As well , Microsoft has not been adverse to engaging in outright anti-competive practices
as needed to assure its dominance of markets, as a string of lawsuits and complaints
trailing in its wake can attest to. From his first days in the computer industry back in
the 1970s, Bill Gates said repeatedly "We want to monopolize the software business."(6)
And while he has actually changed his words, his actions have shown no change in attitude
other than the range of industries he wants to monopolize has expanded. When competitors
have released new software, Microsoft has announced upcoming better features on its own
software- improvements which often would not materialize for months, even years after
their "scheduled" release. Hidden features of its operating system have been used to give
its own application developers an advantage over the competition. And the bundling of
software has allowed Microsoft to use dominance in both markets together. It has used its
advantage of its monopoly control of the desktop to obtain dominance of Internet
standards and in turn use that control to achieve a dominant position in Internet
commerce. 
The Internet, while a potential threat to Microsoft's dominance, is also an opportunity
for the company to seize control of those Internet standards and thereby gain new network
footholds on every computer connected to the Internet. Through the combination of
controlling standards in the Web browser market, Web servers, development tools for
Internet software developers and development of standards for financial transactions on
the Net, Microsoft is not only quickly dominating markets for software sales related to
the Internet, it is using dominance of software technology to obtain a commanding
position in consumer-oriented Internet commerce, from auto sales to classified
advertising over the Internet. It is seeking to further reinforce its dominance by
controlling standards and connections to the Internet right from home. 

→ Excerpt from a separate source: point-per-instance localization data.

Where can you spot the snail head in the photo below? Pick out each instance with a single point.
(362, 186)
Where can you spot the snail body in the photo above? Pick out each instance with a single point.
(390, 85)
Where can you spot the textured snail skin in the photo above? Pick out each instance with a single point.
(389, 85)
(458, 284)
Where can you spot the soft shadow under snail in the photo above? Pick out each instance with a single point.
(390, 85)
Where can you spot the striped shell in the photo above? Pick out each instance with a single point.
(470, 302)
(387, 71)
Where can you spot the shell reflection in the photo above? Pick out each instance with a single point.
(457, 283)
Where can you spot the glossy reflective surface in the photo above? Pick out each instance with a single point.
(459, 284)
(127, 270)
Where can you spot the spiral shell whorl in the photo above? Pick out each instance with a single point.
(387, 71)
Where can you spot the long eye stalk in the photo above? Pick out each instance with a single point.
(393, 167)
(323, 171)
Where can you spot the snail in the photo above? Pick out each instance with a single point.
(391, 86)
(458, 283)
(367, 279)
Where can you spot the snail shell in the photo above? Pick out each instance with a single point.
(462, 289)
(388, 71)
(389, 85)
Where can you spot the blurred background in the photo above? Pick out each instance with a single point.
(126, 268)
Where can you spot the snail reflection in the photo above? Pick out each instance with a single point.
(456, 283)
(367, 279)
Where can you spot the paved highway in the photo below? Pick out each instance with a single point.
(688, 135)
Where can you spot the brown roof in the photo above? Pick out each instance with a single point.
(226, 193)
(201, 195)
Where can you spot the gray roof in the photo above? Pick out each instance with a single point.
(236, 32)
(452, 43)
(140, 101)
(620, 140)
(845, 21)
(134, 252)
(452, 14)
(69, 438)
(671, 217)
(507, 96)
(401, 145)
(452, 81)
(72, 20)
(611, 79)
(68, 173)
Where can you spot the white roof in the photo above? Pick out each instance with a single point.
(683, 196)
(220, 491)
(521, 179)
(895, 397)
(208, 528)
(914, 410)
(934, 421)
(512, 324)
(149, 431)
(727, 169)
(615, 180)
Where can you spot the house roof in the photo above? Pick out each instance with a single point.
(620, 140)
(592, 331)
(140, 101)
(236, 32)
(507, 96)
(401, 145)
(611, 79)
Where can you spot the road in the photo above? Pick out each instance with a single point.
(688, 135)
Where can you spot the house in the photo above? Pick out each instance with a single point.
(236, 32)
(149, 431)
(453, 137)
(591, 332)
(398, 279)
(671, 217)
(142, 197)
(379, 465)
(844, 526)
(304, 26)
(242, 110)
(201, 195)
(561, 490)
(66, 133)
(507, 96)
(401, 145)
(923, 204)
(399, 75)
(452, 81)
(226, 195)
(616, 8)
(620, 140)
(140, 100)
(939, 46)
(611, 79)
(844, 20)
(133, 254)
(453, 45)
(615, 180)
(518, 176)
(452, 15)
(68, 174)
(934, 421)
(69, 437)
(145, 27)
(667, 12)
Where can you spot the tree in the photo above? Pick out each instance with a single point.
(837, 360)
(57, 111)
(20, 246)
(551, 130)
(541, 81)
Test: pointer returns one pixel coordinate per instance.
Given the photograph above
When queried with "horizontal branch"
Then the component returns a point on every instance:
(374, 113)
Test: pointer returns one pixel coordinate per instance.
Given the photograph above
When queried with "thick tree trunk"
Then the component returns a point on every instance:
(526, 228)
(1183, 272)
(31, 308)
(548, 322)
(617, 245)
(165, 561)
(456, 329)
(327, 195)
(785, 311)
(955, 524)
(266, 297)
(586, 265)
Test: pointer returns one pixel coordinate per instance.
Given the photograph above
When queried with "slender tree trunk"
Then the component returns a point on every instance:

While the "network effects" of technology have played a large role in Microsoft's
monopolistic success, much of the blame belongs to the federal government for its failure
to curb abuses by Microsoft, block its acquisition of key technology, or step in to
support open standards not controlled by Microsoft. The government must examine not only
individual markets but how Microsoft's expansion from desktop software to investments in
enterprise computing, media content, on-line commerce and Internet access to the home all
work in combination in anti-competitive ways. 
The operating system, MS-DOS and Windows, are the software core of almost all
computers-linking keyboards, the central processing unit, memory chips and all other
software together in a functioning whole. While Microsoft has expanded its operations in
the last few years, it was through control and sale of desktop operating systems in the
consumer market that Microsoft made the fortune from which all other ventures have sprung
and it is the operating system that has been the key strategic point of control that has
given Microsoft a monopolistic advantage in other ventures. Microsoft is now using many
of the same tactics that it used to monopolize the consumer market for the desktop
computers to win domination of the business-level and Internet markets. 
Microsoft's MS-DOS operating system, begun in controversy and accusations of deceptive
business practices, has been the subject of a Justice Department defense decree, and to
this day is still the object of residual lawsuits from ertstwhile competitors. When IBM
licensed the operating system from Microsoft in 1980, the fortune of the company was made
as it went on to resell the operating system to almost every company seeking to build
computers that were compatible with the new IBM standard. 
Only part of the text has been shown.